Zeg niet dat één gedachte een klein ding is. Heb niet het gevoel dat geloften leeg en nutteloos zijn. Als onze aspiraties echt zijn dan kunnen we onze doelen realiseren. Wanneer onze geloften een uitgestrekte reikwijdte hebben zal onze beoefening diep gaan. Lege ruimte is niet groot maar de ultieme aspiratie is gigantisch. Vajra is niet duurzaam maar geloftekracht is uiterst duurzaam.

 

Grote Assemblee!

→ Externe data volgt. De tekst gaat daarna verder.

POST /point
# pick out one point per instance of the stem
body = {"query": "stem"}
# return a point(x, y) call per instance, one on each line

Als je werkelijk mijn woorden kan accepteren, dan vanaf nu af aan, zweer allemaal broederschap in het gevolg van Bodhi en signeer een verdrag van verwantschap in een lotusbloemgenootschap. We zweren om herboren te worden in het Zuivere Land, om gezamenlijk Amitabha Boeddha te zien, om gezamenlijk levende wezens te transformeren en om gezamenlijk Juiste Verlichting te bereiken.

 

Hoe weten we dat onze toekomstige perfectie van de tweeëndertig kenmerken en de honderd gezegende versieringen niet op deze dag begint dat we deze aspiratie voortbrengen en onze geloften maken? Ik hoop dat de leden van de grote assemblee elkaar zullen aansporen. Wat een geluk! Hoe fortuinlijk we zijn.